Ah, seulement «accès à des cadavres»... Comme s'il était permis de mutiler des cadavres! C'est un crime, jusqu'à nouvel ordre. Alors, si c'est «une blague», c'est quand même un cas de 9-1-1!

Mais maintenant, ce Marek en question, qui habite Edmonton, sait que ce n'est pas «une blague». Il sait que c'est le meurtre d'un être humain «pour de vrai». Va-t-il retirer la vidéo de son site? Pas du tout.

«Si on enlevait la vidéo, ce serait comme de jouer à l'autruche à propos d'un événement réel qui s'est passé dans notre environnement», a-t-il dit à ma collègue Gabrielle Duchaine.

«Est-ce que cela serait une solution à quoi que ce soit? Est-ce que le fait de prétendre que la vidéo n'existe pas rendrait le monde meilleur? Est-ce que le fait de prétendre que Luka n'est pas capable de faire quelque chose d'aussi horrible en ne montrant pas sa vraie nature le rendrait moins dangereux?»

Non, ça rendrait le monde non pas meilleur, juste un peu moins laid.

Plein de choses sont «des événements réels» et on ne les montre pas. La pornographie juvénile est très réelle. La diffuser est un crime, pourtant.

Oui, mais dans le cas de la pornographie juvénile, le crime est la création, la possession ou la diffusion de l'image. Tandis qu'ici, il s'agit de la diffusion d'images d'un meurtre. Le crime, c'est le meurtre, pas l'image.

Distinction oiseuse en 2012. D'abord, ce crime a été commis pour être diffusé. C'est un acte de narcissisme morbide. Le diffuser, c'est non seulement en multiplier l'effet, c'est lui donner son sens. Accomplir l'oeuvre du meurtrier.
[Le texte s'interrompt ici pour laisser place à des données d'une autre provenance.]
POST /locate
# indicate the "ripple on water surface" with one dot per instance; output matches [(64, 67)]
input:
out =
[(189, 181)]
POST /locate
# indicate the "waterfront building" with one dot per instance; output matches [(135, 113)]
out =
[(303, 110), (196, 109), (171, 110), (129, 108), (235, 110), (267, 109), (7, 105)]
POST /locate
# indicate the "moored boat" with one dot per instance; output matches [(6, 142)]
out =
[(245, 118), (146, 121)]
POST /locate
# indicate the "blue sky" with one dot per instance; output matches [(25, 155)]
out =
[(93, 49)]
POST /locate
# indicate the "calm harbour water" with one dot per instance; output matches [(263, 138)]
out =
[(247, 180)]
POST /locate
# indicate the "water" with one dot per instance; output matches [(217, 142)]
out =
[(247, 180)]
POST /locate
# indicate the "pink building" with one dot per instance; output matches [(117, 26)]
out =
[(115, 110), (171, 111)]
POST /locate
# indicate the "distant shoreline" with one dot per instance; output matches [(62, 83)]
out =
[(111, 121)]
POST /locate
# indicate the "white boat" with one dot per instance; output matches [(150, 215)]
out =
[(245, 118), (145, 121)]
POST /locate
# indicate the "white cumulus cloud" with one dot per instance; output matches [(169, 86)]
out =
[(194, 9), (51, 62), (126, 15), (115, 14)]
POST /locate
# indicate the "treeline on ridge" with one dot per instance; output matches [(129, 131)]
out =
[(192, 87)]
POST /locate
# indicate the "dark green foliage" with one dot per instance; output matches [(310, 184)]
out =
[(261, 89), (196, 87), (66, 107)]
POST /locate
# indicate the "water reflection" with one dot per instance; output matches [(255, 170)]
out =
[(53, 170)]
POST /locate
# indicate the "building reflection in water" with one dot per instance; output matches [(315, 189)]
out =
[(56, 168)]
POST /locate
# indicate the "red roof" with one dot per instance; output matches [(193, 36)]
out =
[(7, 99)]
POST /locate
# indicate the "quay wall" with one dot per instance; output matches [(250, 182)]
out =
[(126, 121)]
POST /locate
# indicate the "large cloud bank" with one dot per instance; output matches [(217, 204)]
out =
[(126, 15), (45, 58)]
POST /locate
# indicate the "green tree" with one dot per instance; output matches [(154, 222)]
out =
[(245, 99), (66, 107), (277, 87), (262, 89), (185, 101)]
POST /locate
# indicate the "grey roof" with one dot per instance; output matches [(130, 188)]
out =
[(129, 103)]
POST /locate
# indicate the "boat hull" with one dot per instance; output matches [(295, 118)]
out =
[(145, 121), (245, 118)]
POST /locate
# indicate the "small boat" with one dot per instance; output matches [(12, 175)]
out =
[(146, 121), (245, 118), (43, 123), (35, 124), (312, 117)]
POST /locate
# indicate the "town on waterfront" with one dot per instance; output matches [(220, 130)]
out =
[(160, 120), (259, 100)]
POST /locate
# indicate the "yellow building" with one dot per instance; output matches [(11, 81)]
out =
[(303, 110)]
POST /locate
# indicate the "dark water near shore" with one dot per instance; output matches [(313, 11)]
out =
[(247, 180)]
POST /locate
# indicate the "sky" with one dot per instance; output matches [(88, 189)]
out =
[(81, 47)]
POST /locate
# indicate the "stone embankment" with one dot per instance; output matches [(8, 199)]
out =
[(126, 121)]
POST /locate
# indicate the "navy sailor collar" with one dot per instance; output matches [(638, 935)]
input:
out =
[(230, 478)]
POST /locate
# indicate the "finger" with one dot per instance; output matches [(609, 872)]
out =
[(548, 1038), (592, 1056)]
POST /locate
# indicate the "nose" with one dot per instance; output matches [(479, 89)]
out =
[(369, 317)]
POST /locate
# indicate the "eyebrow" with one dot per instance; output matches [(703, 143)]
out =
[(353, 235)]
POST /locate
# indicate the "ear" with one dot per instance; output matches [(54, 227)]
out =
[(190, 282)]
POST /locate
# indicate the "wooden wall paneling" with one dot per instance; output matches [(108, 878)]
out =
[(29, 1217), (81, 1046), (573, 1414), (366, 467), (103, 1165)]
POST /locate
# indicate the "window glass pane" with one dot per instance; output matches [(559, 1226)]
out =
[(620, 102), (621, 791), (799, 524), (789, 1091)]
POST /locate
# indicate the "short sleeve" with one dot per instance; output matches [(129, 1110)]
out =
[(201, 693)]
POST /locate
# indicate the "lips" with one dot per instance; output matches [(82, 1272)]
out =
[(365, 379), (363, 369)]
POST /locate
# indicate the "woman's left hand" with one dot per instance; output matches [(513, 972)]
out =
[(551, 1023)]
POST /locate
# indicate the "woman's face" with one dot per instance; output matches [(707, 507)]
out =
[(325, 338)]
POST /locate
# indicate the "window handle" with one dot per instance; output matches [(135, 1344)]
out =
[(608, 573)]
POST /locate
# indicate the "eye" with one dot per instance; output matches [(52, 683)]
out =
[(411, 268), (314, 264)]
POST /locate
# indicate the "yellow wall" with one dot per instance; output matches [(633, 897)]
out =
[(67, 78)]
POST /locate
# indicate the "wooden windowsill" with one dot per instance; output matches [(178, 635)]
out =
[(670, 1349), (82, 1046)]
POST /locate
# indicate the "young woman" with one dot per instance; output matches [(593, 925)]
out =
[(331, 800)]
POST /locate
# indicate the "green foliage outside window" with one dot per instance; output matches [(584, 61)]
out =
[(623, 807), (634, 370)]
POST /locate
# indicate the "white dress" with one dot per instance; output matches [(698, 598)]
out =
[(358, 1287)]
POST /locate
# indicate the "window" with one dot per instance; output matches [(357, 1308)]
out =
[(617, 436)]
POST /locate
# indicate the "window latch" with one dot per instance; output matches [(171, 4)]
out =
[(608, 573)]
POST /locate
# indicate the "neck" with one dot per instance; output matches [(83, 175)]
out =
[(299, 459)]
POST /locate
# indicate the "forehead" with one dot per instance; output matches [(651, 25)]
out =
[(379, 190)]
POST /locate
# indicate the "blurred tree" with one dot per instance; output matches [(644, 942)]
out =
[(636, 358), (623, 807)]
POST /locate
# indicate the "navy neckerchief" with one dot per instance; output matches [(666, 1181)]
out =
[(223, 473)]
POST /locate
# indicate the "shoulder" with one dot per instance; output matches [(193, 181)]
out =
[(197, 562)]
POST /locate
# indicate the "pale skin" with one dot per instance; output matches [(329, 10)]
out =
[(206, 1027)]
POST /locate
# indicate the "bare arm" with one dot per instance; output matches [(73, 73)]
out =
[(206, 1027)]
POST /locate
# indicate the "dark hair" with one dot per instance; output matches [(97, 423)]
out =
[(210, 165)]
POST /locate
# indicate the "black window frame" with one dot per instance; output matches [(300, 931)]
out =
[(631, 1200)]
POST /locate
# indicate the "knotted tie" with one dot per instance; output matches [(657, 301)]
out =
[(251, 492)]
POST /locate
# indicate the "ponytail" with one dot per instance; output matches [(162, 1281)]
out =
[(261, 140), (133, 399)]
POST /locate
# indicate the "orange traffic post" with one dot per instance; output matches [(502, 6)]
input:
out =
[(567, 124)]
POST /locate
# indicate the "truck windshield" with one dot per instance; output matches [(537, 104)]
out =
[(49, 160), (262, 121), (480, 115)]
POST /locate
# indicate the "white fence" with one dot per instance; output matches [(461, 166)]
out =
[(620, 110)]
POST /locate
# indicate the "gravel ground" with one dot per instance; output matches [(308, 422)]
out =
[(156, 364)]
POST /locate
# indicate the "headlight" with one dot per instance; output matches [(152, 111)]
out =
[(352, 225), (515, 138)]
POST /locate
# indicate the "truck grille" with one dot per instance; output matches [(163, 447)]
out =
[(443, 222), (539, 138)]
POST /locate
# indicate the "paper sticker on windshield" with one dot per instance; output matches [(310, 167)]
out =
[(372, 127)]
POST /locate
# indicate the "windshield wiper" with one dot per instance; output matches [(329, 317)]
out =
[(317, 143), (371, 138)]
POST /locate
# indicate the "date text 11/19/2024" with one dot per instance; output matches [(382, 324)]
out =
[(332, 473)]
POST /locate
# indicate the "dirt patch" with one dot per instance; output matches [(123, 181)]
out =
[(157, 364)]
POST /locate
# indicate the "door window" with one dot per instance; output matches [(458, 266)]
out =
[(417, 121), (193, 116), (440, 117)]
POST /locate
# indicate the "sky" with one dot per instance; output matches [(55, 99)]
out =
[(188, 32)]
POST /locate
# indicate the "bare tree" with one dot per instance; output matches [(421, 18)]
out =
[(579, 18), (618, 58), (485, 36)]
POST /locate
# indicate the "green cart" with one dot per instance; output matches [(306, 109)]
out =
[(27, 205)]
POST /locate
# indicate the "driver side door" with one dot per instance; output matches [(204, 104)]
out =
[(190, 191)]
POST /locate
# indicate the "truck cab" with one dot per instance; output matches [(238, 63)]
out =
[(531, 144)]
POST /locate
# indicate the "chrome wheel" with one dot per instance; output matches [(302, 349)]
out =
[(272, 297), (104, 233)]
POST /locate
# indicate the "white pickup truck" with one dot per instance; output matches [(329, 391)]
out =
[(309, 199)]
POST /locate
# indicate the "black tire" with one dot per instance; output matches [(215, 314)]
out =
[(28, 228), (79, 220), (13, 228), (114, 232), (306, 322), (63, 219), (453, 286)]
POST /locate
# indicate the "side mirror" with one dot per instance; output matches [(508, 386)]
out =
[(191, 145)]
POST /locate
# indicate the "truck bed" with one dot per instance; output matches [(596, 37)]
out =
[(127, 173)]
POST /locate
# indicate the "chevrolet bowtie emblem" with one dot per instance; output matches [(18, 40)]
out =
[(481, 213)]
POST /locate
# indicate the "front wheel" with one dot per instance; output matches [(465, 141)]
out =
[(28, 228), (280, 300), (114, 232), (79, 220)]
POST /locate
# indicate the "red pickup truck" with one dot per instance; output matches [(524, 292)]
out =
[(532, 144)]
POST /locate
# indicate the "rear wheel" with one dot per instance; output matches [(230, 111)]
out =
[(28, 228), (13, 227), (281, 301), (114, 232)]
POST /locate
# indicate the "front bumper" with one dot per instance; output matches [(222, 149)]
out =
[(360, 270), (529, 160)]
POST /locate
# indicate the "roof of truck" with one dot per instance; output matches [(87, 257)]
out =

C'est très différent d'une photo de police prise après le crime. La vidéo n'est pas le témoignage du meurtre, c'en est la raison d'être.

Faut-il être dépourvu de toute humanité pour laisser voir le démembrement d'un être humain commis par un sadique, sous prétexte que «ça existe» ? Laisser sa famille vivre avec l'idée que ce crime est contemplé partout dans le monde, par des voyeurs morbides, mais sans doute aussi quelques maniaques?

Y a-t-il des moyens juridiques d'empêcher cela? Oui.

Le professeur Pierre Trudel, de l'Université de Montréal, est spécialiste du droit de l'information. La loi américaine dégage les sites du genre de celui de Marek de toute responsabilité - aux États-Unis. Ces sites, qui ne font que mettre en ligne les vidéos envoyées par les usagers, ne sont pas responsables de la diffamation ou des autres illégalités qu'ils contiennent.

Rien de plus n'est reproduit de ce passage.